Simon Phipps was the other non-MS blogger at this one. I didn't get to talk to him much -- he was talking with Robert Scoble and John Porcaro about blogs, community and publishing. He was toting a Titanium powerbook, though. Last time I saw him (at ApacheCon) he was toting a recently kaput Windows XP box (I think). Since it takes me so long to get to Bellevue I usually try to piggy back another activity on top of it.

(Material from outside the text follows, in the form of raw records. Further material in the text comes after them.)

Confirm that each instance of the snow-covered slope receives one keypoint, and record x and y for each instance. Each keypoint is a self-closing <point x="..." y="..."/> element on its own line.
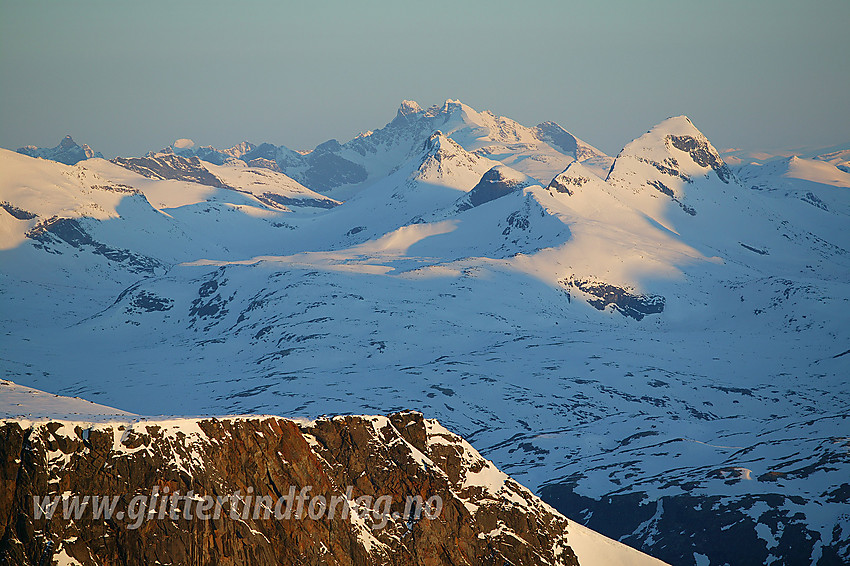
<point x="664" y="346"/>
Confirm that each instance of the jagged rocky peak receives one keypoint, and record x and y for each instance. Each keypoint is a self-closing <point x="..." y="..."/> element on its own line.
<point x="571" y="180"/>
<point x="408" y="108"/>
<point x="166" y="164"/>
<point x="67" y="143"/>
<point x="436" y="141"/>
<point x="67" y="151"/>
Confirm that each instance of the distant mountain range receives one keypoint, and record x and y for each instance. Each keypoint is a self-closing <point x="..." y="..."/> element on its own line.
<point x="656" y="343"/>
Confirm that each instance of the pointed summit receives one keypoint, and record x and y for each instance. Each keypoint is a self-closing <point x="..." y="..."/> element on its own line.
<point x="67" y="152"/>
<point x="407" y="111"/>
<point x="67" y="143"/>
<point x="674" y="147"/>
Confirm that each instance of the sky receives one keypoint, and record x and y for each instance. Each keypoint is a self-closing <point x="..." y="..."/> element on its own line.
<point x="130" y="77"/>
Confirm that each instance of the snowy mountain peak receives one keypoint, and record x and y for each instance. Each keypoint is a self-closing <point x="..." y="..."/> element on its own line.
<point x="67" y="143"/>
<point x="573" y="178"/>
<point x="436" y="141"/>
<point x="497" y="182"/>
<point x="675" y="148"/>
<point x="408" y="108"/>
<point x="68" y="152"/>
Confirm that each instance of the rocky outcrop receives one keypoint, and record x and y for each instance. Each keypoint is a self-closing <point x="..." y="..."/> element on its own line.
<point x="168" y="165"/>
<point x="68" y="152"/>
<point x="628" y="302"/>
<point x="247" y="465"/>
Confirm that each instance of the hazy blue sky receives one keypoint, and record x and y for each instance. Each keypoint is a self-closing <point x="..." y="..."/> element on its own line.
<point x="127" y="77"/>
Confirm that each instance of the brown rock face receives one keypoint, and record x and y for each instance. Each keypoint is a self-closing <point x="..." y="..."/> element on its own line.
<point x="427" y="497"/>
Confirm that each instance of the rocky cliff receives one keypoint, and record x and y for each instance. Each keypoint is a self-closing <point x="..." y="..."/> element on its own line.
<point x="415" y="494"/>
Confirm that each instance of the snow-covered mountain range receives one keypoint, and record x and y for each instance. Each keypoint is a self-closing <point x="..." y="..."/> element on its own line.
<point x="656" y="343"/>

This time I took a trip out to the new Apple Store in Bellevue that everyone's been writing about. I hadn't had the chance to go into one before and I was curious. I looked at the PowerBook G4's, since I'm in the market for a laptop. The 17" PowerBook is just too big for me. I know from experience that a 6lb machine is the limit of what my body can schlep around for any period of time. The 12" PowerBook was too hot. Literally. I think I was getting burned. The 15" Powerbook was just right, but I still can't get over the Carbon layer thing (it not being open source, that is). So I guess I'll probably get another Intel based laptop. I also looked at the new iPods and the Bose noise reducing headphones. I wish there was a way to try out noise reduction headphones in your anticipated environment. They're too pricey to take risk on if they don't work, although they seemed to be doing a good job in store -- but I'd like to know how they work on crying babies. The iPod industrial design doesn't appeal to me at all. But the controls seemed functional, and 30GB is a lot of storage in a cigarette pack size.
Back to the blog party. Last but not least, I met Robert Scoble on the way out. Dare, Robert, and I stood outside of Crossroads for another hour and a half. Dare was giving Robert some advice and explaining how things work inside of Microsoft. I found this to be a very educational discussion.